Bonnet Cabral ou «laafa Banjul »?
En laine, tricoté souvent en noir et blanc ou rouge et blanc, le bonnet Cabral ou «laafa Banjul » (bonnet de Banjul) est toujours à la mode au Sénégal. Si les uns l’ont sur la tête pour faire référence à Amilcar Cabral, figure emblématique de la lutte contre la colonisation portugaise en Guinée-Bissau, ce bonnet est pour les mourides un signe d’appartenance à leur confrérie.
Le port du bonnet Cabral ne symbolise pas la même chose au Sénégal. Porté en général par les mourides, il montre leur attachement à leur confrérie.
«Je ne savais pas qu’il s’appelle bonnet Cabral. Lorsqu’on était jeune, on l’appelait ‘Laffa Banjul’, car à l’époque, il provenait de la Gambie», soutient Ousseynou, la soixantaine, trouvé assis sous l’ombre d’un arbre à Grand Dakar.
Au milieu de ses amis mourides qui avaient tous le bonnet, il maintient que l’histoire du bonnet est liée au mouridisme.
«Quand on voit une personne qui le porte, on se dit qu’il est ‘talibé’», ajoute-t-il faisant référence à un terme communément utilisé pour désigner les disciples de Serigne Touba, fondateur de la confrérie des mourides.
« Je suis musulman et ‘mouride’. Ce bonnet symbolise mon amour envers Serigne Touba, et sa famille.Cabral ne m’intéresse pas»,renchérit Babacar Faye, un cinquantenaire, rencontré devant le Commissariat de la Médina de Dakar. Il dit avoir ce bonnet depuis 5ans.
«Les gens ne connaissent pas la signification de ce bonnet. Il le porte souvent pour le plaisir et la beauté ou parce que c’est l’effet de mode», a regretté Mokhtar Sylla, jeune vendeur de «café Touba» (un café faisant référence à Touba, la capitale du mouridisme). Installé à Grand Dakar, Mokhtar porte ce bonnet depuis plus de 20 ans.
Mais pour certains rappeurs, ce bonnet n’a aucune signification religieuse. Il symbolise le courage, l’engagement et l’esprit révolutionnaire du panafricaniste Amilcar Cabral.

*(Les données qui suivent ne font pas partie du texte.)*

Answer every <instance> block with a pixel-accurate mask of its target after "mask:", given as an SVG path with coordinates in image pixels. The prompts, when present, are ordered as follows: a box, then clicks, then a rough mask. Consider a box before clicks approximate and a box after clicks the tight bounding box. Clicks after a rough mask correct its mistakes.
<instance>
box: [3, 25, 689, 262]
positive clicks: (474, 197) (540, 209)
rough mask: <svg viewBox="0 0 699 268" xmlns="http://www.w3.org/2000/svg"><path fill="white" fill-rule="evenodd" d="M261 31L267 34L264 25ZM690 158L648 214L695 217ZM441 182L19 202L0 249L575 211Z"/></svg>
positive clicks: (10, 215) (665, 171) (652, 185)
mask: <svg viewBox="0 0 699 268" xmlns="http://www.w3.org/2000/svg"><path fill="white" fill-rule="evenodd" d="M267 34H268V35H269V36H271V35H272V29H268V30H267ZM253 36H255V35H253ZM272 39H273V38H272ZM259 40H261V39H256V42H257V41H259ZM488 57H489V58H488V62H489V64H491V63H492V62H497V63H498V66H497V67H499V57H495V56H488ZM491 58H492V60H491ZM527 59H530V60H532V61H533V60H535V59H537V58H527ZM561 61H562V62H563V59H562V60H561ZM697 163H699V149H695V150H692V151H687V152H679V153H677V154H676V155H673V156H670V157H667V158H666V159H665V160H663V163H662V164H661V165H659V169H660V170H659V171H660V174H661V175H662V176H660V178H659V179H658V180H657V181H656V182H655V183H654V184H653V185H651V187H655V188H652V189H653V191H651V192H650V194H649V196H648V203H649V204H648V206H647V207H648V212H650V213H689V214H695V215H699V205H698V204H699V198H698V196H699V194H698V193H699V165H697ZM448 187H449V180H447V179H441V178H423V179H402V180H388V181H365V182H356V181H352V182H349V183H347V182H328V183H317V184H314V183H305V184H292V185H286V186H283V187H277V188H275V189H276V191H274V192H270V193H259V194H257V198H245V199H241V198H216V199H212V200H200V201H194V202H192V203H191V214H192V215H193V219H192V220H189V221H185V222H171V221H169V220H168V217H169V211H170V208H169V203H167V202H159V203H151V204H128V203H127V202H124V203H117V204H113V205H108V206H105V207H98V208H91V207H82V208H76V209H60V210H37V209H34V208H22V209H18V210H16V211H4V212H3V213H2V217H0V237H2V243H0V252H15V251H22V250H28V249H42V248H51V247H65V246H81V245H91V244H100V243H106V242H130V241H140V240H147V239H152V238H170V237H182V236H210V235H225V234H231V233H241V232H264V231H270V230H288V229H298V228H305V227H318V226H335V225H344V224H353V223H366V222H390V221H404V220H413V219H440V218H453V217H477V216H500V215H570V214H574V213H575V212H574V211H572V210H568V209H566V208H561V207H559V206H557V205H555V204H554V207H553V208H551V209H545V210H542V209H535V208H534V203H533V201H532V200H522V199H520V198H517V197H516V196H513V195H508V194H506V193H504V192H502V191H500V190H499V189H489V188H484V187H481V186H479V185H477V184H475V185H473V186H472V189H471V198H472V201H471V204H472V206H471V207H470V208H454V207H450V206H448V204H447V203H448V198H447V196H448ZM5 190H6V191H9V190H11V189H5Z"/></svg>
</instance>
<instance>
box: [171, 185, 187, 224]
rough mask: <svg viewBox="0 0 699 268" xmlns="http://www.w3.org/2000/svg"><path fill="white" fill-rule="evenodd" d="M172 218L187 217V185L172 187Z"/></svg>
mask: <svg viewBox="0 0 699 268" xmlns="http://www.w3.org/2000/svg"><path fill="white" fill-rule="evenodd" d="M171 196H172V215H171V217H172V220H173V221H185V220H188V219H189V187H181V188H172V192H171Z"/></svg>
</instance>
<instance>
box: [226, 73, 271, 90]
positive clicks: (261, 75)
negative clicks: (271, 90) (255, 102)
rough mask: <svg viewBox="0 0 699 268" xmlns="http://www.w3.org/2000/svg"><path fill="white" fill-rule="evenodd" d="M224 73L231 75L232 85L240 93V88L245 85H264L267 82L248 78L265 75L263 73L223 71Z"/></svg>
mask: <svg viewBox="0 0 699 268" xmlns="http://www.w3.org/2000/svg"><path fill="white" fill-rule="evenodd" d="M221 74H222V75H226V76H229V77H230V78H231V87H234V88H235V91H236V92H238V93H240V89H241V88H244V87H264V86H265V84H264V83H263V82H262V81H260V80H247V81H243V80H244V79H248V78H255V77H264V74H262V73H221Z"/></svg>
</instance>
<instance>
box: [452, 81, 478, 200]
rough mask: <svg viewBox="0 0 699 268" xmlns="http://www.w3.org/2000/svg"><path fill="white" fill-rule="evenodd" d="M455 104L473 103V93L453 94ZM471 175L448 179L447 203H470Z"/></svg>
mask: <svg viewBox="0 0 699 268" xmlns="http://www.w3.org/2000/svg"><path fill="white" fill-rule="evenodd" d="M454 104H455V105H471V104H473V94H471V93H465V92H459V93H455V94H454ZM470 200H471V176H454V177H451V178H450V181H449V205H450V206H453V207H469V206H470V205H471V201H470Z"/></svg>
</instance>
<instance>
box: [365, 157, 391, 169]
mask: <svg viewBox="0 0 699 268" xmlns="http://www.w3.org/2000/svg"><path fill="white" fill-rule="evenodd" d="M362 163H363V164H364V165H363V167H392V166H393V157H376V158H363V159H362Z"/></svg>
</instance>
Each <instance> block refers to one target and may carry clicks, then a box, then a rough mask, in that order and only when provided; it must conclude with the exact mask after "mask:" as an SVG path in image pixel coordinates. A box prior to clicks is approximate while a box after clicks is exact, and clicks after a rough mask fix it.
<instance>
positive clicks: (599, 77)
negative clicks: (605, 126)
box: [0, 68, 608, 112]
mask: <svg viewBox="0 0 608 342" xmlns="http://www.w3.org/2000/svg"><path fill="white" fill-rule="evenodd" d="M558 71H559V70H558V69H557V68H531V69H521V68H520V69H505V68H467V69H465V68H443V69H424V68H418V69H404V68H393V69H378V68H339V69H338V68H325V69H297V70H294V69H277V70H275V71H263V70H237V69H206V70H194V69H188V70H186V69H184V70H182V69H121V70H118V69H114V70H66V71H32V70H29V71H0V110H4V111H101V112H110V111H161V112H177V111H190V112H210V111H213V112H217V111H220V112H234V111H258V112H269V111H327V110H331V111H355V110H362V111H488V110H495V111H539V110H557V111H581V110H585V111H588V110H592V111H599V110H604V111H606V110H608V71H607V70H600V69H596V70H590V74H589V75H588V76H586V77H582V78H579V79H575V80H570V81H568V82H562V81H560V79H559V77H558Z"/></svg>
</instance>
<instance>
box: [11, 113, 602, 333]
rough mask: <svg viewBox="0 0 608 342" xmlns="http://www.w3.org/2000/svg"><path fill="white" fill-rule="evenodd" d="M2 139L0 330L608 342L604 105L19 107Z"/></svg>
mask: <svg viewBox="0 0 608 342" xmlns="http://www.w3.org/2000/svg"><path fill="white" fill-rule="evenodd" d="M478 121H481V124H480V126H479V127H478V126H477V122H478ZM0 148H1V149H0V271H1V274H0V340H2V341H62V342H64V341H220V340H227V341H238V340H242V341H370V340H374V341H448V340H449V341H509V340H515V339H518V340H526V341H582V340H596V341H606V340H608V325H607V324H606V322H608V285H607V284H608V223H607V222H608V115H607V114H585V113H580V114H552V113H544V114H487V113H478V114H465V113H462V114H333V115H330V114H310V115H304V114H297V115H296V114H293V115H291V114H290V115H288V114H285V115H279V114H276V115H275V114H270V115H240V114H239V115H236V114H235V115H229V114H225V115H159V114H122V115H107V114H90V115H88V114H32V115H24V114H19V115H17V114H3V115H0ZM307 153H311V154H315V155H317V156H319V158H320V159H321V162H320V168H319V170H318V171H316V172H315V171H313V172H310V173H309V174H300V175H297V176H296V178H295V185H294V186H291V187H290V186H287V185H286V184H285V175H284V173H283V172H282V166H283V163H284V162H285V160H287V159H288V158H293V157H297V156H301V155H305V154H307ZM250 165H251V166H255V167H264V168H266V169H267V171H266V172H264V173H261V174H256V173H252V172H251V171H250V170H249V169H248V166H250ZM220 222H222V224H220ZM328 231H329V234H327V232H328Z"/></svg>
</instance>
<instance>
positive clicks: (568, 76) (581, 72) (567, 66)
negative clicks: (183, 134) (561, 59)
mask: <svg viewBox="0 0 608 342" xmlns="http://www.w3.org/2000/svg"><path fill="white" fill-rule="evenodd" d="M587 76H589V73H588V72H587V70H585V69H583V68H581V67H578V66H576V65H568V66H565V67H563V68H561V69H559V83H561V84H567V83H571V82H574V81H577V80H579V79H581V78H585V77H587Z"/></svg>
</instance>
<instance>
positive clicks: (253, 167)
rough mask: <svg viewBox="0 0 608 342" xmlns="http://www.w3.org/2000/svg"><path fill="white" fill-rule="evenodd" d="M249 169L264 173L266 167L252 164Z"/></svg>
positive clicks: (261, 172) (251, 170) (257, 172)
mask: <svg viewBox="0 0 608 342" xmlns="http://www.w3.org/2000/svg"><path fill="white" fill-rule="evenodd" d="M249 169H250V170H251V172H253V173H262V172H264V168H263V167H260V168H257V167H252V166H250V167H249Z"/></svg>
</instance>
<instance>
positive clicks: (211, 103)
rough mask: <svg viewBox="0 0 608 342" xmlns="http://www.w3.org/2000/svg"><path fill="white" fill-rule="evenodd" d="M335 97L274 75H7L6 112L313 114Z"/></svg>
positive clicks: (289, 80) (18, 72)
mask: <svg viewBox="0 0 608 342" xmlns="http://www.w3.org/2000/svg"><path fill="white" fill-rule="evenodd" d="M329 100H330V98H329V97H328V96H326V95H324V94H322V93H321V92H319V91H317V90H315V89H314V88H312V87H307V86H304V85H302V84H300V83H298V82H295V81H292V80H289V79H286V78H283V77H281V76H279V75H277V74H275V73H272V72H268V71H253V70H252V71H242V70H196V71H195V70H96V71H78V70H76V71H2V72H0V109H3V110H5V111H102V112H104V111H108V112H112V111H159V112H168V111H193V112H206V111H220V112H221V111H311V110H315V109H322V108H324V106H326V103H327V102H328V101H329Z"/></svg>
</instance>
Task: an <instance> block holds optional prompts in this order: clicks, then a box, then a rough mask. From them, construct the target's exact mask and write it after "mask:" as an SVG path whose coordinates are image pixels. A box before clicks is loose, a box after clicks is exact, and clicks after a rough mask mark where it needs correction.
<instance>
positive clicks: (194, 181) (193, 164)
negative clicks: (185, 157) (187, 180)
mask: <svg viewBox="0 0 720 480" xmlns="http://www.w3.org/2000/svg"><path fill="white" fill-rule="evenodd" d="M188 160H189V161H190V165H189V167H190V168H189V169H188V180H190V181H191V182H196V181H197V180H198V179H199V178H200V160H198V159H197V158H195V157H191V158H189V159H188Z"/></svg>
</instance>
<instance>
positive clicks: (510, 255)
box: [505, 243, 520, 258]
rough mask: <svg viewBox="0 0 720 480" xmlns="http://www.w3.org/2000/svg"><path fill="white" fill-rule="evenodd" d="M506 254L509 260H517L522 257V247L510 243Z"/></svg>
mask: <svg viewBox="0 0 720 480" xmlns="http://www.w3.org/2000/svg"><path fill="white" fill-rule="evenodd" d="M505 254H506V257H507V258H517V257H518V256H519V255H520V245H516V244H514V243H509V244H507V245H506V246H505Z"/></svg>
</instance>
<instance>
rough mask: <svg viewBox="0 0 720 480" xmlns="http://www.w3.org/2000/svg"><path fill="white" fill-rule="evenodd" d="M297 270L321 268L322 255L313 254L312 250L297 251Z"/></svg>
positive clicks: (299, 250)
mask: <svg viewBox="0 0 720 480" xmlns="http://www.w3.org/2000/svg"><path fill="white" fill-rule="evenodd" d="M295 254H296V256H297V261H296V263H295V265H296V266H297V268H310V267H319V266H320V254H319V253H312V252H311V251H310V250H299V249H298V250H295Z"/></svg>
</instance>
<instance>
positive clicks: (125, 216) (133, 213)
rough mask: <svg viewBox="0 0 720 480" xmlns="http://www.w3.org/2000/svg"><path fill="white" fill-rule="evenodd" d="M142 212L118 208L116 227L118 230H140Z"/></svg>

« Cabral est notre idole, c’était un révolutionnaire, un homme engagé, un panafricaniste. C’est pourquoi on utilise le bonnet Cabral pour décorer les vêtements que nous faisons»,confirme Baye Sooley (nom d’artiste), rappeur et styliste sénégalais.
Loin du mouridisme et de l’implication de Cabral dans la lutte pour le continent noir, il y a également beaucoup de gens qui se parent du bonnet pour son aspect esthétique et par effet de mode.
«Je porte ce bonnet pour protéger ma tête du soleil. Je ne suis pas mouride et je ne connais même pas Amilcar Cabral», précise Babacar Cissé. Ce vendeur de livres «par terre », trouvé aux alentours de l’hôpital Abbas Ndao de Dakar est assis sous le soleil.